Mike Beck studies the intersection of engineering, ecology, economics and finance at UC Santa Cruz. He says reefs act a whole lot like our human-built coastal infrastructure, to tame the energy of incoming waves.
"Coral reefs act just like a low crested submerged breakwater. That's an engineering term. But it means there are really good engineering models for describing the benefits of reefs."

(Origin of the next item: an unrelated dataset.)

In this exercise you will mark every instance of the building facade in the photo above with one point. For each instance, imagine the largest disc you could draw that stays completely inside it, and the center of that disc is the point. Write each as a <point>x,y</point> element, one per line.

And those models are the key behind a new report from the US Geological Survey, with Beck as one of its authors. The researchers modeled hypothetical storms hitting coastlines in areas with offshore reefs—like Florida, Hawaii and Puerto Rico. They studied how reefs of various heights would dampen waves and hold back flooding. And they found that, every year, the country's reefs save the U.S. an estimated $1.8 billion dollars in direct flooding damages, and other economic losses. [Curt D. Storlazzi et al, Rigorously Valuing the Role of U.S. Coral Reefs in Coastal Hazard Risk Reduction]
That dollar number is important. Because it allows reef rebuilding projects—like gluing little healthy coral nubbins on damaged reefs—to tap into billions of dollars of federal money set aside for hurricane and disaster resilience.
"If you can rigorously value the benefits of any of these habitats, you can unlock any of the funding mechanisms that would have typically been applied to developing a seawall or a breakwater."
That's a win-win: for life below the water, and for those of us who live on land as well.